Jejaring Sosial dan Perdagangan Artefak Kuno
Setelah minyak, penyelundupan barang antik dan artefak kuno telah dan terus menjadi sumber pendapatan paling penting bagi pasukan Daesh (ISIS). Banyak benda bersejarah bernilai jutaan dolar yang dijarah oleh kelompok teroris ini dari situs kuno dan dengan mudah dijual di pasar gelap atau melalui internet.

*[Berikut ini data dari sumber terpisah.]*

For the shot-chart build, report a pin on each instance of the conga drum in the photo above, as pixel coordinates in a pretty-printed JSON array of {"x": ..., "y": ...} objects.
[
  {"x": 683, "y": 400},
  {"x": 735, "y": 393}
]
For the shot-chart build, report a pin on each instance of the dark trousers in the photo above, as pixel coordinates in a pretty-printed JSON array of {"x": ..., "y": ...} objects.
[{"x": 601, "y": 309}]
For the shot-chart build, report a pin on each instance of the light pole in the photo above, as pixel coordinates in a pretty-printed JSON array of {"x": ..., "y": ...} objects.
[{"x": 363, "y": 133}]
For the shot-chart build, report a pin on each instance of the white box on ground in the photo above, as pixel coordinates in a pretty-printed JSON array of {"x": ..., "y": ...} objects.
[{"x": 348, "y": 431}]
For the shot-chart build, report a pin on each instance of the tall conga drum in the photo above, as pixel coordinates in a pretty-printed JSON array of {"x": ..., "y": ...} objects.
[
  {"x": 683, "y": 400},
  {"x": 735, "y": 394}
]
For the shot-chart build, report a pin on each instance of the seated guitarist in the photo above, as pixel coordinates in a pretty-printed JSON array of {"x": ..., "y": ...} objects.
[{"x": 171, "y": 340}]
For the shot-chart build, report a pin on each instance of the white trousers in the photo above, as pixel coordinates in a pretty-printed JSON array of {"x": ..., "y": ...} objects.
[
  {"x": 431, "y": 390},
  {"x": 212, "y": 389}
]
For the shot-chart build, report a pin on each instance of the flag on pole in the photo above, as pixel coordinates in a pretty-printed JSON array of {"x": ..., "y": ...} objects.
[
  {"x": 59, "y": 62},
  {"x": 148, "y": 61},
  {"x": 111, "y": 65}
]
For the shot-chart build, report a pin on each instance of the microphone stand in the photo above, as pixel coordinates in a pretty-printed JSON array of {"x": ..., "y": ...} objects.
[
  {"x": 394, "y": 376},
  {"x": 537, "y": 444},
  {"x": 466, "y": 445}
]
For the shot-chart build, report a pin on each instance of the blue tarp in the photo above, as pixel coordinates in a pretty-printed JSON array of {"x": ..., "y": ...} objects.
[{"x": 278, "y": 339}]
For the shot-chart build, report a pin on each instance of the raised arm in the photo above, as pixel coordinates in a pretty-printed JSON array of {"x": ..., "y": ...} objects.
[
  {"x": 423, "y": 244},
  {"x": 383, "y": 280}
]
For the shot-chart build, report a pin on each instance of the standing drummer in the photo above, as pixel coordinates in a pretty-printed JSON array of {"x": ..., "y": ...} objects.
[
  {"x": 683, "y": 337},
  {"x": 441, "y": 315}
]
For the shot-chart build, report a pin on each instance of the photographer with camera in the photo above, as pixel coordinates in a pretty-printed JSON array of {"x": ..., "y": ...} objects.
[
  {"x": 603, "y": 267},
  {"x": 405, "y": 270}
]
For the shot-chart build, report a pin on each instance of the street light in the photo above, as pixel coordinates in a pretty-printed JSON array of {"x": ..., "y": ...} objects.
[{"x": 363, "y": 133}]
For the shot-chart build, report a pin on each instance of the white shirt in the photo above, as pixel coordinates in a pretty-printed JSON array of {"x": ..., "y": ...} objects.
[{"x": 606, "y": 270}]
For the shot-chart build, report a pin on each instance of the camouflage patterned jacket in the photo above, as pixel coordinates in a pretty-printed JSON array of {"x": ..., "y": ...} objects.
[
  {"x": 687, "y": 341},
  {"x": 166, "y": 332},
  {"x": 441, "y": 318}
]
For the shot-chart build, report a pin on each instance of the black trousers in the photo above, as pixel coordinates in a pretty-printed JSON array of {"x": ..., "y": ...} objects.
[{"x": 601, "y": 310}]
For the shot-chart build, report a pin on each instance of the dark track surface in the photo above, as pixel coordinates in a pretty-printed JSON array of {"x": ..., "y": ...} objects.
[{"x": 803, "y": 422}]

Belum lama sejak Daesh menjadi berita utama dan setiap hari media menggambarkan kejahatan mereka. Kami tidak lupa bahwa unsur-unsur Daesh setiap kali memasuki setiap kota hampir tindakan pertama yang mereka lakukan adalah menghancurkan monumen bersejarah dan nasional. Menurut UNESCO, elemen-elemen Daesh sepenuhnya menghancurkan dan menjarah barang-barang antik seperti Nimrud, Hatra dan museum Mosul di Irak, serta monumen kuno dan bersejarah di Suriah seperti Aleppo, Idlib, Daraa, Hama dan kota bersejarah Palmyra.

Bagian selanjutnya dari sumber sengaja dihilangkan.